Lesson #1: Give it your best shot, but if/when it doesn’t happen, move on. Know when to walk away. As a writer, that may mean admitting that the opening to your novel just isn’t working. Perhaps it’s time to scrap a secondary character that you absolutely love but isn’t doing anything to further the story. It may even mean shelving your book entirely. Maybe you’ll come back to it in the future. Maybe not.

So, what do you think, friends? Is it time for you to let something go?

“Do not count your chickens before they are hatched.” Aesop

I’m Not Ashamed

I attended a workshop recently that was open to writers of all categories and genres. At the start of the day, we were asked to introduce ourselves and say what we’re writing. A man seated near me said, “I write fantasy…but at least I don’t write romance!” When it was my turn, I resisted the urge to glare at Mr. Fantasy as I said, “Hi, I’m Ash. I’m writing a romance novel.”

My annoyance with him quickly turned to pity. He was attempting to make a joke because he was uncomfortable about writing fantasy. That’s sad. No one should be ashamed of what they choose to write. Or read.

Romance writers and readers are frequently looked down upon. We’re told that our books are easy to write (they’ve never written one), that they’re formulaic and predictable (they’ve never read one). They say we shouldn’t waste our talent on genre fiction and think they’re complimenting us when they say this.

Over half of all mass market paperbacks published are romance novels. That’s a lot of books, y’all. A lot of writers. And even more readers.

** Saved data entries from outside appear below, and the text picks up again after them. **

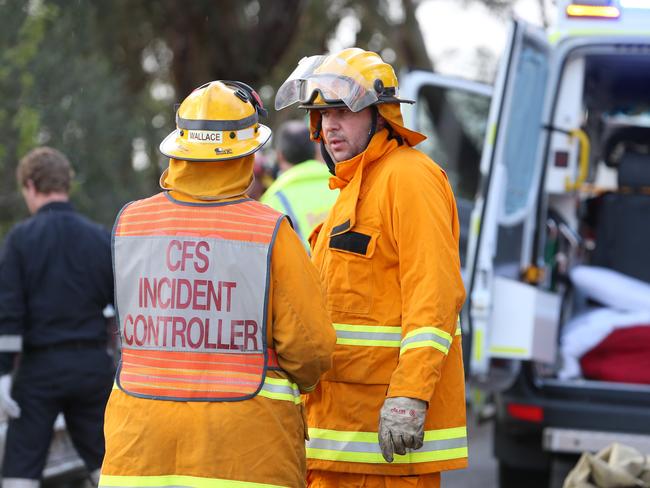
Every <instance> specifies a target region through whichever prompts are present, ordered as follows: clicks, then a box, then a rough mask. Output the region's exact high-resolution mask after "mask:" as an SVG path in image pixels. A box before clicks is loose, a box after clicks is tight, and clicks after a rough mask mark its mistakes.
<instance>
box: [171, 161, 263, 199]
mask: <svg viewBox="0 0 650 488" xmlns="http://www.w3.org/2000/svg"><path fill="white" fill-rule="evenodd" d="M254 161H255V156H254V155H253V154H251V155H249V156H245V157H243V158H238V159H230V160H226V161H219V162H190V161H183V160H180V159H173V158H172V159H170V160H169V167H168V168H167V169H166V170H165V171H164V173H163V174H162V176H161V177H160V187H161V188H162V189H163V190H168V191H171V195H172V196H173V197H174V198H175V199H177V200H182V201H198V202H205V201H217V200H227V199H230V198H236V197H241V196H242V195H244V194H245V193H246V192H247V191H248V188H249V187H250V185H251V182H252V179H253V163H254Z"/></svg>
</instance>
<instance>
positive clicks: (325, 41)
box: [0, 0, 541, 235]
mask: <svg viewBox="0 0 650 488" xmlns="http://www.w3.org/2000/svg"><path fill="white" fill-rule="evenodd" d="M463 1H465V2H468V3H469V2H473V1H483V2H484V3H487V4H489V5H490V6H491V7H493V8H495V9H501V10H502V11H503V9H505V8H507V7H508V6H509V5H510V4H511V3H512V0H463ZM540 1H541V0H540ZM418 4H419V1H418V0H218V1H217V0H192V1H191V2H181V1H178V0H139V1H137V2H133V1H130V0H111V1H101V2H91V1H90V0H28V1H22V0H0V18H2V19H5V22H3V29H2V30H0V93H2V95H3V96H2V98H1V99H0V124H1V126H2V127H3V129H4V130H3V133H2V135H0V176H2V178H1V179H0V235H1V234H3V233H4V232H5V231H6V230H7V228H8V226H9V225H11V224H12V223H13V222H15V221H16V220H17V219H19V218H22V217H24V216H25V215H26V212H25V210H24V205H23V203H22V199H21V198H20V193H19V191H18V189H17V188H16V183H15V177H14V171H15V166H16V164H17V162H18V160H19V159H20V158H21V157H22V156H23V155H24V154H25V153H26V152H27V151H28V150H29V149H31V148H32V147H34V146H36V145H39V144H48V145H51V146H54V147H56V148H58V149H60V150H62V151H63V152H64V153H66V154H67V155H68V156H69V158H70V159H71V161H72V162H73V165H74V167H75V170H76V172H77V175H78V178H77V180H76V184H75V187H74V191H73V200H74V201H75V203H76V204H77V206H78V208H79V209H80V210H81V211H83V212H84V213H87V214H88V215H90V216H91V217H93V218H95V219H98V220H100V221H101V222H104V223H105V224H110V223H111V222H112V221H113V219H114V216H115V214H116V213H117V211H118V210H119V208H120V207H121V206H122V205H123V204H124V203H125V202H126V201H129V200H131V199H134V198H140V197H143V196H146V195H148V194H151V193H152V192H153V191H155V187H156V183H157V178H158V175H159V172H160V168H161V166H162V165H164V164H165V163H166V161H164V159H163V158H162V157H161V156H160V155H159V153H158V151H157V147H158V143H159V142H160V140H162V138H163V137H164V136H165V135H166V134H167V133H168V132H169V131H170V130H171V129H172V128H173V122H174V111H173V110H174V104H175V103H177V102H180V101H181V100H182V99H183V98H184V97H185V96H186V95H187V94H188V93H189V92H190V91H191V90H192V89H193V88H194V87H196V86H198V85H200V84H203V83H205V82H206V81H209V80H213V79H237V80H241V81H245V82H247V83H249V84H251V85H253V86H254V87H256V88H258V89H260V92H261V95H262V96H263V98H264V101H265V103H266V104H267V105H270V106H271V107H272V104H273V97H274V93H275V90H276V89H277V88H278V87H279V85H280V84H281V83H282V81H283V80H284V79H285V78H286V77H287V76H288V74H289V73H290V72H291V71H292V70H293V68H294V67H295V66H296V64H297V62H298V61H299V60H300V59H301V58H302V57H303V56H307V55H311V54H319V53H323V52H326V51H328V50H329V49H330V48H332V47H333V48H337V47H345V46H338V45H336V44H333V42H334V40H335V39H338V38H340V37H345V38H346V39H347V40H348V42H349V43H353V44H355V45H357V46H359V47H362V48H365V49H370V50H373V51H377V52H380V53H382V55H384V57H385V58H386V59H387V60H388V61H389V62H391V63H392V64H393V65H394V66H395V67H396V69H397V70H398V71H399V70H400V69H403V68H424V69H431V68H432V67H433V65H432V62H431V60H430V59H429V56H428V55H427V52H426V49H425V46H424V41H423V38H422V34H421V32H420V28H419V25H418V22H417V20H416V17H415V12H416V8H417V6H418ZM343 31H345V32H343ZM341 34H344V35H343V36H342V35H341ZM270 112H271V115H272V117H271V120H270V121H269V122H270V125H271V126H275V124H276V123H278V122H279V121H280V120H281V119H282V118H286V117H292V116H296V115H297V113H295V112H293V113H292V112H290V111H284V112H281V113H280V114H277V113H274V111H273V110H270ZM136 153H137V154H136ZM134 154H136V158H135V159H134ZM134 163H137V164H136V166H137V169H134Z"/></svg>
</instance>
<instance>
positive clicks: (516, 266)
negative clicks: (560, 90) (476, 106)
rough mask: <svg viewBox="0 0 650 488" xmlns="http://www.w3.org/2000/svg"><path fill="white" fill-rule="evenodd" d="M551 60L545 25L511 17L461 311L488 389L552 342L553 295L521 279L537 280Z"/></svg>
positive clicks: (499, 80)
mask: <svg viewBox="0 0 650 488" xmlns="http://www.w3.org/2000/svg"><path fill="white" fill-rule="evenodd" d="M549 60H550V46H549V44H548V42H547V41H546V38H545V35H544V33H543V32H542V31H541V30H539V29H537V28H535V27H532V26H530V25H528V24H526V23H525V22H522V21H519V20H514V21H513V22H512V24H511V26H510V33H509V39H508V44H507V46H506V49H505V51H504V55H503V57H502V59H501V64H500V66H499V72H498V75H497V80H496V83H495V86H494V92H493V96H492V103H491V106H490V113H489V118H488V125H487V132H486V138H485V143H484V147H483V153H482V158H481V165H480V173H481V184H480V188H479V194H478V197H477V200H476V204H475V205H474V209H473V211H472V216H471V222H470V231H469V244H468V251H467V270H466V273H467V280H466V284H467V288H468V302H467V303H466V306H465V309H464V314H463V318H462V323H463V332H464V335H465V342H464V345H465V348H466V353H468V356H469V361H467V366H468V369H469V375H470V377H471V378H472V379H473V380H474V381H475V382H477V383H479V384H481V385H482V386H484V387H486V388H488V389H496V390H500V389H505V388H507V387H508V386H509V382H511V381H513V380H514V378H515V375H516V372H517V368H518V364H519V361H509V360H512V359H515V360H523V359H537V358H542V357H543V356H545V355H549V354H551V353H552V354H554V351H555V347H556V345H555V340H556V335H555V333H553V330H554V329H555V330H556V328H557V317H555V315H556V314H557V313H558V312H559V308H560V307H559V302H558V300H559V299H558V298H557V297H556V296H554V295H553V294H550V293H548V292H544V291H542V290H539V289H537V288H536V287H534V286H530V285H528V284H526V283H524V282H529V283H535V282H537V277H536V276H535V273H537V272H538V268H536V267H534V266H530V262H531V256H529V255H528V254H529V249H530V248H531V246H530V245H529V244H530V243H531V242H532V240H533V238H534V232H535V226H536V219H537V205H536V202H537V198H538V194H539V191H540V178H541V175H542V165H543V158H542V156H541V154H540V152H541V147H540V146H541V144H540V143H541V139H542V136H543V128H542V127H541V122H540V121H541V120H543V118H542V115H543V114H542V111H543V109H544V97H545V92H546V87H547V79H548V77H549V65H550V63H549ZM522 278H524V279H523V280H522ZM522 281H523V282H522ZM556 302H557V303H556ZM531 308H534V309H535V314H532V313H530V310H531ZM553 322H555V323H553ZM467 350H468V351H467ZM494 359H500V360H499V361H494ZM504 359H505V361H504ZM495 365H498V367H496V366H495Z"/></svg>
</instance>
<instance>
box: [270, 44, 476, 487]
mask: <svg viewBox="0 0 650 488" xmlns="http://www.w3.org/2000/svg"><path fill="white" fill-rule="evenodd" d="M397 89H398V86H397V79H396V77H395V74H394V71H393V69H392V67H391V66H390V65H388V64H386V63H384V62H383V61H382V59H381V58H380V57H379V56H378V55H377V54H375V53H372V52H368V51H363V50H361V49H358V48H350V49H346V50H344V51H342V52H340V53H337V54H332V55H329V56H312V57H309V58H304V59H303V60H302V61H301V62H300V64H299V65H298V67H297V68H296V70H295V71H294V72H293V73H292V74H291V76H290V77H289V78H288V79H287V81H286V82H285V83H284V84H283V85H282V86H281V87H280V89H279V90H278V92H277V95H276V99H275V107H276V109H282V108H284V107H287V106H289V105H291V104H293V103H300V104H301V105H300V107H302V108H306V109H308V110H309V113H310V121H311V130H312V138H313V139H314V140H316V141H320V143H321V148H322V152H323V155H324V157H325V159H326V160H327V162H328V165H329V167H330V170H331V172H332V173H333V176H332V178H331V179H330V187H331V188H339V189H340V191H341V193H340V195H339V198H338V200H337V201H336V203H335V204H334V207H333V209H332V211H331V212H330V214H329V216H328V218H327V219H326V221H325V222H324V224H323V225H322V227H320V228H317V229H316V230H315V232H314V233H313V234H312V237H311V239H310V240H311V244H312V248H313V254H312V261H313V262H314V263H315V264H316V267H317V268H318V270H319V272H320V276H321V279H322V280H323V282H324V284H325V288H326V299H327V307H328V309H329V311H330V313H331V315H332V320H333V323H334V328H335V330H336V336H337V341H336V349H335V352H334V358H333V365H332V369H331V370H330V371H329V372H328V373H327V374H326V375H324V376H323V379H322V381H321V383H320V384H319V386H318V387H317V389H316V391H315V392H314V393H313V394H312V395H310V397H309V398H308V399H307V400H306V407H307V420H308V424H309V436H310V439H309V440H308V442H307V462H308V470H309V471H308V485H309V486H314V487H334V486H337V487H347V486H350V487H351V486H355V487H356V486H377V487H383V486H391V487H399V486H418V487H438V486H440V472H441V471H444V470H450V469H457V468H464V467H466V465H467V437H466V427H465V390H464V378H463V363H462V351H461V336H460V328H459V325H458V320H457V317H458V314H459V312H460V309H461V306H462V304H463V301H464V298H465V291H464V288H463V283H462V279H461V274H460V260H459V255H458V240H459V223H458V216H457V212H456V205H455V201H454V197H453V194H452V191H451V188H450V185H449V182H448V181H447V177H446V175H445V172H444V171H443V170H442V169H441V168H440V167H439V166H438V165H437V164H436V163H434V162H433V161H431V160H430V159H429V158H428V157H427V156H426V155H424V154H423V153H422V152H420V151H418V150H415V149H413V146H415V145H416V144H418V143H419V142H421V141H422V140H423V139H424V136H423V135H421V134H419V133H417V132H413V131H410V130H408V129H406V128H405V127H404V123H403V120H402V115H401V111H400V103H404V102H407V101H406V100H401V99H400V98H399V97H398V91H397ZM411 476H414V477H416V478H417V479H412V478H410V477H411Z"/></svg>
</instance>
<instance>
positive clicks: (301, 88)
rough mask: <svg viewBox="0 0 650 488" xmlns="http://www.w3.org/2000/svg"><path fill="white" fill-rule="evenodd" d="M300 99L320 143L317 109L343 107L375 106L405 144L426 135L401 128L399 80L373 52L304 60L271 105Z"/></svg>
mask: <svg viewBox="0 0 650 488" xmlns="http://www.w3.org/2000/svg"><path fill="white" fill-rule="evenodd" d="M296 103H298V104H299V105H298V107H299V108H304V109H308V110H309V111H310V114H309V115H310V129H311V137H312V139H313V140H315V141H320V123H321V115H320V110H324V109H329V108H347V109H349V110H351V111H352V112H359V111H361V110H363V109H365V108H367V107H370V106H376V107H377V112H378V114H379V115H380V116H382V117H383V118H384V119H385V120H386V122H388V124H389V125H390V126H391V128H392V129H393V131H394V132H396V133H397V135H399V136H400V137H401V138H402V140H404V141H405V142H406V143H407V144H408V145H410V146H414V145H416V144H418V143H419V142H421V141H422V140H424V139H425V137H424V136H423V135H422V134H420V133H418V132H414V131H411V130H409V129H407V128H406V127H404V121H403V118H402V113H401V110H400V104H401V103H414V102H413V101H412V100H404V99H400V98H399V90H398V82H397V77H396V76H395V71H394V70H393V67H392V66H391V65H389V64H388V63H385V62H384V61H383V60H382V59H381V57H380V56H379V55H378V54H377V53H374V52H372V51H365V50H363V49H359V48H356V47H353V48H348V49H344V50H343V51H341V52H338V53H335V54H329V55H319V56H310V57H306V58H303V59H302V60H301V61H300V62H299V63H298V66H297V67H296V69H295V70H294V71H293V73H291V75H289V77H288V78H287V80H286V81H285V82H284V83H283V84H282V86H281V87H280V88H279V89H278V92H277V94H276V97H275V109H276V110H282V109H283V108H286V107H289V106H291V105H293V104H296Z"/></svg>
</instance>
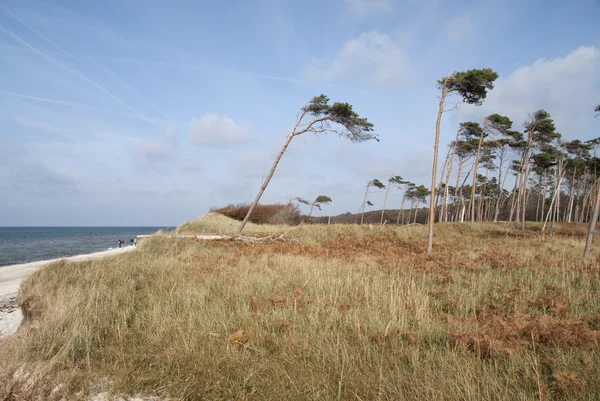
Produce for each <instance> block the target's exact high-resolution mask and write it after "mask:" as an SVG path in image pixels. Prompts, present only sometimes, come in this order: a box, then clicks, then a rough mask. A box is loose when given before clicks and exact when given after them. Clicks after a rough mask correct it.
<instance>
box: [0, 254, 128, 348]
mask: <svg viewBox="0 0 600 401" xmlns="http://www.w3.org/2000/svg"><path fill="white" fill-rule="evenodd" d="M135 249H136V247H135V246H126V247H123V248H115V249H110V250H107V251H100V252H94V253H88V254H82V255H75V256H69V257H65V258H57V259H48V260H40V261H37V262H30V263H21V264H16V265H7V266H2V267H0V341H1V340H2V338H3V337H5V336H8V335H10V334H14V333H15V332H16V331H17V329H18V328H19V325H20V324H21V320H22V319H23V314H22V313H21V309H20V308H19V307H18V305H17V303H16V297H17V294H18V292H19V287H20V286H21V282H22V281H23V280H24V279H25V278H26V277H27V276H28V275H30V274H31V273H33V272H35V271H37V270H38V269H40V268H42V267H44V266H45V265H47V264H50V263H53V262H58V261H60V260H65V261H67V262H84V261H87V260H96V259H102V258H105V257H108V256H113V255H118V254H121V253H125V252H132V251H134V250H135Z"/></svg>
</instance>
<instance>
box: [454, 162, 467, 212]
mask: <svg viewBox="0 0 600 401" xmlns="http://www.w3.org/2000/svg"><path fill="white" fill-rule="evenodd" d="M467 160H468V159H462V160H461V159H459V160H458V171H457V173H456V186H455V187H454V219H453V221H457V220H456V219H457V213H456V209H457V204H456V201H457V200H458V184H460V175H461V173H462V166H463V164H464V163H465V162H466V161H467ZM461 193H462V192H461Z"/></svg>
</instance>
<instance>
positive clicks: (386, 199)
mask: <svg viewBox="0 0 600 401" xmlns="http://www.w3.org/2000/svg"><path fill="white" fill-rule="evenodd" d="M390 186H391V185H390V181H388V187H387V188H386V190H385V198H384V199H383V210H382V211H381V222H380V224H381V225H383V215H384V214H385V204H386V203H387V195H388V193H389V192H390Z"/></svg>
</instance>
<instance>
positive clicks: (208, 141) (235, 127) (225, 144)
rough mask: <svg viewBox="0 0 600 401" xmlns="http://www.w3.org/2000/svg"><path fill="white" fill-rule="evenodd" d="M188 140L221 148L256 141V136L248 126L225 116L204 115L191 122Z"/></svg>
mask: <svg viewBox="0 0 600 401" xmlns="http://www.w3.org/2000/svg"><path fill="white" fill-rule="evenodd" d="M190 138H191V140H192V142H193V143H196V144H198V145H205V146H210V147H217V148H223V147H229V146H232V145H235V144H239V143H246V142H250V141H252V140H255V139H257V138H258V135H257V134H256V133H255V132H254V131H253V130H252V128H251V127H250V125H249V124H245V123H241V124H237V123H235V122H234V121H233V120H232V119H231V118H229V117H227V116H225V115H223V116H219V115H217V114H206V115H205V116H203V117H201V118H199V119H193V120H192V123H191V124H190Z"/></svg>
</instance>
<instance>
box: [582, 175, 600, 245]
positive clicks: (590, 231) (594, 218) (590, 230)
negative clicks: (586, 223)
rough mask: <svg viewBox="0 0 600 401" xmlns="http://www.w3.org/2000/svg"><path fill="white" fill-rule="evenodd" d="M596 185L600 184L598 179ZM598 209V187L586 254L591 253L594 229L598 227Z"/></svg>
mask: <svg viewBox="0 0 600 401" xmlns="http://www.w3.org/2000/svg"><path fill="white" fill-rule="evenodd" d="M596 185H598V181H596ZM598 209H600V188H597V190H596V202H595V203H594V210H593V212H592V218H591V219H590V228H589V229H588V235H587V239H586V240H585V249H584V251H583V255H584V256H587V255H589V254H590V251H591V249H592V242H593V241H594V230H595V228H596V222H597V221H598Z"/></svg>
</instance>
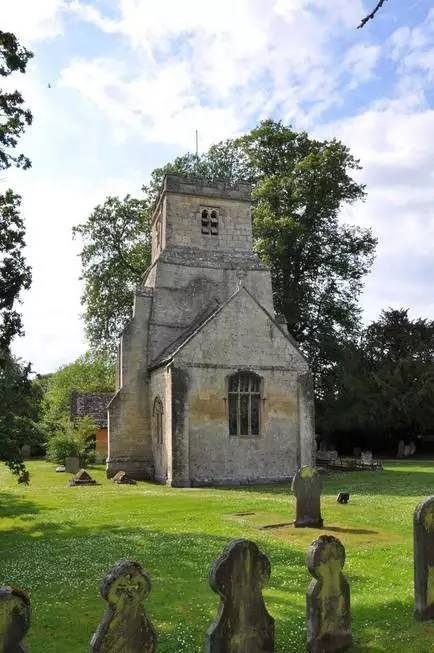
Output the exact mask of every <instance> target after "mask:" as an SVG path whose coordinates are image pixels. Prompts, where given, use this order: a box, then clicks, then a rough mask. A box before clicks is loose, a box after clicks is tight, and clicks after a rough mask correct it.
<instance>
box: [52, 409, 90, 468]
mask: <svg viewBox="0 0 434 653" xmlns="http://www.w3.org/2000/svg"><path fill="white" fill-rule="evenodd" d="M95 436H96V424H95V422H94V421H93V419H92V417H90V416H89V415H85V416H84V417H82V418H80V419H78V420H77V421H76V422H75V423H72V422H70V421H69V420H67V419H64V420H63V421H62V422H61V423H60V424H59V430H58V432H57V433H56V434H55V435H53V436H52V437H51V438H50V439H49V440H48V442H47V458H48V460H51V461H52V462H55V463H58V464H59V465H64V464H65V459H66V458H68V457H69V456H78V457H79V458H80V464H81V465H83V466H86V465H87V464H88V463H90V462H93V461H94V457H95V456H94V449H95Z"/></svg>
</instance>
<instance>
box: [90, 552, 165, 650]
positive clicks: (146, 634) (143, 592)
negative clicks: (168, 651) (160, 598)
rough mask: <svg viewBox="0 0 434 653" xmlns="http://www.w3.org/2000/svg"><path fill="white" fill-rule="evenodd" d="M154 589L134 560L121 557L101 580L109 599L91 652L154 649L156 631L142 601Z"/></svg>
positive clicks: (103, 587) (107, 600) (139, 567)
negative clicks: (130, 559) (106, 574)
mask: <svg viewBox="0 0 434 653" xmlns="http://www.w3.org/2000/svg"><path fill="white" fill-rule="evenodd" d="M150 591H151V579H150V577H149V576H148V574H147V573H146V572H145V571H144V570H143V569H142V567H141V566H140V565H139V563H138V562H134V560H122V561H121V562H118V563H117V565H115V566H114V567H113V569H112V570H111V571H110V572H109V573H108V574H107V576H106V577H105V578H104V580H103V582H102V584H101V596H102V598H103V599H104V600H105V601H107V602H108V608H107V611H106V613H105V615H104V617H103V618H102V621H101V623H100V624H99V626H98V628H97V630H96V632H95V634H94V636H93V637H92V640H91V643H90V653H154V651H155V650H156V639H157V637H156V634H155V631H154V628H153V626H152V624H151V622H150V620H149V619H148V617H147V615H146V612H145V609H144V607H143V601H144V600H145V598H146V597H147V596H148V594H149V592H150Z"/></svg>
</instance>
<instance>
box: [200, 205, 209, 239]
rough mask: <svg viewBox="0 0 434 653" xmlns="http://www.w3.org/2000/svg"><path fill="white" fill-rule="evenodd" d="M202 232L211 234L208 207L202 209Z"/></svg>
mask: <svg viewBox="0 0 434 653" xmlns="http://www.w3.org/2000/svg"><path fill="white" fill-rule="evenodd" d="M202 233H203V234H209V216H208V211H207V210H206V209H204V210H203V211H202Z"/></svg>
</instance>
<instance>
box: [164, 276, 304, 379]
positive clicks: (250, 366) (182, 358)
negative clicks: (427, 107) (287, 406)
mask: <svg viewBox="0 0 434 653" xmlns="http://www.w3.org/2000/svg"><path fill="white" fill-rule="evenodd" d="M173 356H174V358H175V359H176V360H177V361H178V360H179V361H185V362H193V361H194V362H195V363H200V364H202V365H206V364H209V365H215V364H218V365H221V366H228V367H231V366H233V365H237V366H246V367H255V366H269V367H277V368H285V369H293V370H297V371H300V372H307V371H308V365H307V362H306V360H305V358H304V357H303V355H302V354H301V352H300V351H299V349H298V348H297V346H296V345H295V344H294V343H293V342H292V339H291V337H290V336H288V335H287V334H286V333H285V332H284V331H283V330H282V328H281V327H280V326H279V325H278V324H277V323H276V322H275V321H274V319H273V318H272V317H271V315H269V314H268V313H267V311H266V310H265V309H264V308H263V307H262V306H261V305H260V304H259V303H258V302H257V301H256V299H255V298H254V297H253V296H252V295H251V294H250V292H249V291H248V290H247V289H246V288H244V287H241V288H240V289H239V290H238V291H237V292H236V293H235V294H234V295H232V297H231V298H230V299H229V300H228V301H227V302H226V303H225V304H224V305H223V306H221V307H220V308H219V309H217V311H215V313H214V314H213V315H212V316H211V317H209V318H208V319H207V320H205V322H204V323H203V324H202V325H201V326H200V327H199V328H198V329H197V330H196V331H195V332H194V333H193V334H191V335H190V336H189V337H188V338H187V340H186V341H185V342H184V343H183V344H182V345H181V346H180V347H179V349H178V350H177V351H176V352H173Z"/></svg>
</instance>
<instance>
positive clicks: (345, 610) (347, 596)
mask: <svg viewBox="0 0 434 653" xmlns="http://www.w3.org/2000/svg"><path fill="white" fill-rule="evenodd" d="M307 564H308V568H309V571H310V573H311V574H312V576H313V577H314V580H312V581H311V584H310V585H309V589H308V591H307V595H306V602H307V643H308V649H309V651H310V652H311V653H338V651H345V650H346V649H347V648H349V647H351V646H352V643H353V638H352V635H351V608H350V587H349V584H348V581H347V579H346V578H345V576H344V575H343V573H342V568H343V566H344V564H345V549H344V547H343V545H342V543H341V542H340V541H339V540H338V539H336V538H335V537H331V536H330V535H322V536H321V537H319V538H318V539H317V540H315V542H312V544H311V545H310V547H309V550H308V554H307Z"/></svg>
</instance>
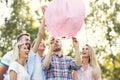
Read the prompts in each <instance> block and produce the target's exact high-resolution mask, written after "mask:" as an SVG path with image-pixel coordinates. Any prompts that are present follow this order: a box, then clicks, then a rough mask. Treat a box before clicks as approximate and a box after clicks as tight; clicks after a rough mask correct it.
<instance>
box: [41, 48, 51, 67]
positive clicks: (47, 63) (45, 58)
mask: <svg viewBox="0 0 120 80" xmlns="http://www.w3.org/2000/svg"><path fill="white" fill-rule="evenodd" d="M51 58H52V50H50V51H49V53H48V54H47V55H46V57H45V59H44V61H43V66H44V67H46V68H48V67H49V65H50V62H51Z"/></svg>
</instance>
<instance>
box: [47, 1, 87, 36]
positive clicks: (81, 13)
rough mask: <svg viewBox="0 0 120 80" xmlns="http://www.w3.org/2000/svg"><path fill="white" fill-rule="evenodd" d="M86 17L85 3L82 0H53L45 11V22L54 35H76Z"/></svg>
mask: <svg viewBox="0 0 120 80" xmlns="http://www.w3.org/2000/svg"><path fill="white" fill-rule="evenodd" d="M84 18H85V5H84V3H83V1H82V0H53V1H52V2H51V3H50V4H49V5H48V6H47V8H46V11H45V23H46V25H47V28H48V32H49V33H50V34H51V35H52V36H53V37H62V36H67V37H72V36H75V35H76V34H77V33H78V31H80V29H81V26H82V23H83V21H84Z"/></svg>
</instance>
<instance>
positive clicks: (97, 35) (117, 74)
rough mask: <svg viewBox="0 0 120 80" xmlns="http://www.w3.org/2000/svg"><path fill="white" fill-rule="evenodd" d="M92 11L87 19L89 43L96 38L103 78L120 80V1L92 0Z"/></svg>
mask: <svg viewBox="0 0 120 80" xmlns="http://www.w3.org/2000/svg"><path fill="white" fill-rule="evenodd" d="M89 6H90V13H89V14H88V15H87V17H86V19H85V25H86V31H87V35H88V43H91V39H90V38H91V34H92V38H94V39H95V41H94V47H95V49H96V52H97V54H98V55H99V56H98V59H99V61H100V66H101V69H102V77H103V80H120V74H119V70H120V65H119V63H118V61H119V59H118V58H117V57H118V54H117V51H119V50H120V48H118V47H119V46H118V45H119V44H118V42H117V41H118V40H120V26H119V25H120V21H119V17H120V7H119V6H120V1H119V0H107V1H103V0H90V3H89ZM89 33H91V34H89Z"/></svg>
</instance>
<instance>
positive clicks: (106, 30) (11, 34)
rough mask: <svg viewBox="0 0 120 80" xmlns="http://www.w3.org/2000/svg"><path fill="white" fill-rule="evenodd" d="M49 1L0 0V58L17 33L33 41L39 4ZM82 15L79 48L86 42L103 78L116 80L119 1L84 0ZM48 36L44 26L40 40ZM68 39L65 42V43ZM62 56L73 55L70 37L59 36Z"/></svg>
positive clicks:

And that’s not even taking into account the huge romance e-book market. Romance novels are awesome, but I’ll write about that another time. It’s not what this blog entry is about.

All I want to say now is this: no one should be ashamed of the books they love. You hear me, Mr. Fantasy? Hold your head high. And knock it off with the romance bashing.

If you don’t like to read, you haven’t found the right book.  — J.K. Rowling

I’m a Writer

Writers have to write. Those are four words that we hear again and again, on blogs, in tweets, at conferences. And sure, it’s true, if there’s more to the sentence. Writers have to write in order to finish a book. Writers have to write if they want their stories read. Writers have to write if they want to get paid. 

But more often than not, that’s not what the speaker means. They mean that writers have to write, as if their fingertips are possessed by the ghosts of authors past. William Carlos Williams said, “I think all writing is a disease. You can’t stop it.” I’m sure that for some, writing is a compulsion; they have to write. But for most of us, I don’t think that’s the case.

It’s certainly not true of me.

Writing is hard. Most days, I’d rather read a book, or watch a movie, or take a nap, or stare at the sun until my retinas burn out.

I write because I enjoy it (sometimes). I write because I feel like I’m pretty good at it (sometimes). I write because finding the right word is more satisfying than finding a huge chunk of chocolate in a pint of Graeter’s Double Chocolate Chip (and let’s be honest, very few things are better than chocolate).

I write because I’m a writer. And I have stories I want to tell.